Optimization of Transrenal DNA Analysis: Detection of Fetal DNA in Maternal Urine

Abstract

Abstract Background: Fragments of DNA from cells dying throughout the body are detectable in urine (transrenal DNA, or Tr-DNA). Our goal was the optimization of Tr-DNA isolation and detection techniques, using as a model the analysis of fetal DNA in maternal urine. Methods: We isolated urinary DNA using a traditional silica-based method and using a new technique based on adsorption of cell-free nucleic acids on Q-Sepharose resin. The presence of Y chromosome–specific SRY (sex-determining region Y) sequences in urine of pregnant women was detected by conventional and real-time PCR using primers/probe sets designed for 25-, 39-, 65-, and 88-bp PCR targets. Results: Method of DNA isolation and PCR target size affected fetal Tr-DNA detection. Assay diagnostic sensitivity increases as the PCR target is shortened. Shorter DNA fragments (50–150 bp) could be isolated by Q-resin–based technique, which also facilitated fetal Tr-DNA analysis.
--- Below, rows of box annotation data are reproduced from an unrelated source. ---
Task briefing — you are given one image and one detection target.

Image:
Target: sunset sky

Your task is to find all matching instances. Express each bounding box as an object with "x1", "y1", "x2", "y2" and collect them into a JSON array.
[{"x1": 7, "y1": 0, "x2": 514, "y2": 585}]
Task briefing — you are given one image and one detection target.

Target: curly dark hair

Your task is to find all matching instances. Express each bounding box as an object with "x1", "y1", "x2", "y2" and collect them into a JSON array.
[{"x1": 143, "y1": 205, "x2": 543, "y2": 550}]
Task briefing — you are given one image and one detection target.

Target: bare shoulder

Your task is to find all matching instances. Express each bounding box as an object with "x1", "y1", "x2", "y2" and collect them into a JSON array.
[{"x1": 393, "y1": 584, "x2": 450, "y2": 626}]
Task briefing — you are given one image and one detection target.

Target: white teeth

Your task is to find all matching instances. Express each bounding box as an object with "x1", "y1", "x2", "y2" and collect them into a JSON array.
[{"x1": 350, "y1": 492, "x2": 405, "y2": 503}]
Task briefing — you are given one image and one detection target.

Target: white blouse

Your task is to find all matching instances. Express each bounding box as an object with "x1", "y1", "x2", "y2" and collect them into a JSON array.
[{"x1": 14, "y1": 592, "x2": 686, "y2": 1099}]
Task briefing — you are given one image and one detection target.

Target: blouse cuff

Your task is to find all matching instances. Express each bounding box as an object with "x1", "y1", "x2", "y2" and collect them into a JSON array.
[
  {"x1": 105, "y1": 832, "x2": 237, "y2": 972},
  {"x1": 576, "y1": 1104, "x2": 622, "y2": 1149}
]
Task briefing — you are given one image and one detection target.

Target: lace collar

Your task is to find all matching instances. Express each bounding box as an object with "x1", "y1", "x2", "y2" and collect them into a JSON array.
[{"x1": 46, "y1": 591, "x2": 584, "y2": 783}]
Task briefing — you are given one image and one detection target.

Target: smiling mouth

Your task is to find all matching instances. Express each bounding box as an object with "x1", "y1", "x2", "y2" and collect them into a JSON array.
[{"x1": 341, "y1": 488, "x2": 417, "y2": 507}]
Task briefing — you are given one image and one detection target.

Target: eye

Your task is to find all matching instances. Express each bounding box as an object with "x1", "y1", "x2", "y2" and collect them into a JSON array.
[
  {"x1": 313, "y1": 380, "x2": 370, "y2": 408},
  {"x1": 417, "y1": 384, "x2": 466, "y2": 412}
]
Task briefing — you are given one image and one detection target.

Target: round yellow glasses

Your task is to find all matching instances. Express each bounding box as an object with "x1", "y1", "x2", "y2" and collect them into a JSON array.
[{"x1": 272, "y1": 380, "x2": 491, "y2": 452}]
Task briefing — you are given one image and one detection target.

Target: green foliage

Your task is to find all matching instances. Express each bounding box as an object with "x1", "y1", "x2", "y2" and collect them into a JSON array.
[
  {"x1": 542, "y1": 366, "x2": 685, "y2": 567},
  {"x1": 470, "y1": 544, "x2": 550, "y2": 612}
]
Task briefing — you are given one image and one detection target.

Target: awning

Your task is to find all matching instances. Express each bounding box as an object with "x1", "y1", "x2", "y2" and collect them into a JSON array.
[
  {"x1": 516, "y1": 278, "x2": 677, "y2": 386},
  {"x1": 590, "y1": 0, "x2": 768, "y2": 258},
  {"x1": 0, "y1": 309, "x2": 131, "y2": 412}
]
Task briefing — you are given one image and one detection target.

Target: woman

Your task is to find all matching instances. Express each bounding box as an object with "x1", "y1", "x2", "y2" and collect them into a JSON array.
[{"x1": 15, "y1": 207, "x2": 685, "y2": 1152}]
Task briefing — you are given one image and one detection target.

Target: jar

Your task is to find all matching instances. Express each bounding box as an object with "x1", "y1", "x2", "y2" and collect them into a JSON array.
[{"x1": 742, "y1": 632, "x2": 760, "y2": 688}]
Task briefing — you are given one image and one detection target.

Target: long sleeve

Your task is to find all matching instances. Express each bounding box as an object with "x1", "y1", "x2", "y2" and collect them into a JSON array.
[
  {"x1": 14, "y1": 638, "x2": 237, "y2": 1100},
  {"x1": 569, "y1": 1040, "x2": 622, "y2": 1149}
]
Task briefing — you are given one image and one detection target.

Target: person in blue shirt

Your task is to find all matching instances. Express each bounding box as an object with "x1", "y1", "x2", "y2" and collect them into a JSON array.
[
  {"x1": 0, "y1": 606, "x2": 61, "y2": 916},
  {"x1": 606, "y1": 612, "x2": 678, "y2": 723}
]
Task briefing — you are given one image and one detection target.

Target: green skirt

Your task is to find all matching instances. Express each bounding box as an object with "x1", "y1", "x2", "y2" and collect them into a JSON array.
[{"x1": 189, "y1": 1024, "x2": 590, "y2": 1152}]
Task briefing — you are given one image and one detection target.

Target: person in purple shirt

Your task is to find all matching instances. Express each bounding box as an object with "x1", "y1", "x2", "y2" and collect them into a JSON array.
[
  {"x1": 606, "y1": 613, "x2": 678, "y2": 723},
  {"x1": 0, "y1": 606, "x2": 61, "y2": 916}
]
Using DNA isolated by Q-resin–based method and an “ultrashort” DNA target, we successfully detected SRY sequences in 78 of 82 urine samples from women pregnant with male fetuses (positive predictive value 87.6%). Eleven of 91 urine samples from women pregnant with female fetuses produced SRY false-positive results (negative predictive value 95.2%). Conclusions: Single-copy fetal DNA sequences can be successfully detected in the urine of pregnant women when adequate methods for DNA isolation and analysis are applied. Strong precautions against sample contamination with male cells and DNA are necessary to avoid false-positive results.